The harder problem surfaced in March. Cybersecurity researchers at Mindgard published findings showing they had jailbroken Doctronic's public-facing health assistant using prompt manipulation techniques. In testing, they were able to triple an OxyContin dosage recommendation, mislabel methamphetamine as a common antibiotic, and generate false vaccine information. The techniques are documented in standard AI safety literature — no specialized knowledge required, just a willingness to read the available documentation. The point is not that Doctronic's system was specifically targeted. The point is that the vulnerabilities are not hidden. They are sitting in the published record, and a system handling real prescriptions had them anyway.

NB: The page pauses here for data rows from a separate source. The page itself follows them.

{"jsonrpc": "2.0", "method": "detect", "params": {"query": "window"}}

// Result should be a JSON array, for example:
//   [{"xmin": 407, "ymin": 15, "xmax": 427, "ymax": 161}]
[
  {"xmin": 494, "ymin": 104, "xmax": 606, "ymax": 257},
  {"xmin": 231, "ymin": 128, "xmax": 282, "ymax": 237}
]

The regulatory architecture that made Doctronic possible is worth understanding, because it was engineered specifically for this outcome. Utah packaged the program as a prescription renewal tool rather than a diagnostic device — a framing designed to keep the system under state medical licensing authority rather than federal FDA jurisdiction. The FDA regulates medical devices, including AI systems making clinical decisions, under a framework that requires pre-market review. State licensing boards operate under different rules. Utah's sandbox, explicitly designed to attract AI companies by offering a permissive environment, provided the cover. The FDA has not formally contested Doctronic's legal position, but it has not endorsed it either — which means the question of whether an AI that issues prescriptions is a medical device remains, for now, unanswered.
What the board's letter makes explicit is the governance gap: Utah ran a prescribing program at scale without involving the institution whose names go on medical licenses. The 190 drugs covered include medications where a dosing error or a drug interaction has consequences. The board is not arguing that AI prescribing is inherently unsafe. Its position is narrower and more specific — that the people legally responsible for medical practice in the state should be consulted before a system starts generating prescriptions at population scale.
The outcome of this particular fight will not settle the broader question of whether AI prescribing works. It will settle something more immediate: whether a state sandbox can be used to run a prescribing program without physician oversight, without FDA review, and without the state medical board knowing until after the pharmacy has already filled the scripts. If the answer is yes — if Doctronic wins this round — then every other AI health company with a regulatory affairs team has just received a blueprint. If the answer is no, Utah becomes the cautionary tale that every other state sandbox points to when deciding whether "move fast and fix it later" is actually an acceptable framework when the thing being fast-tracked writes prescriptions.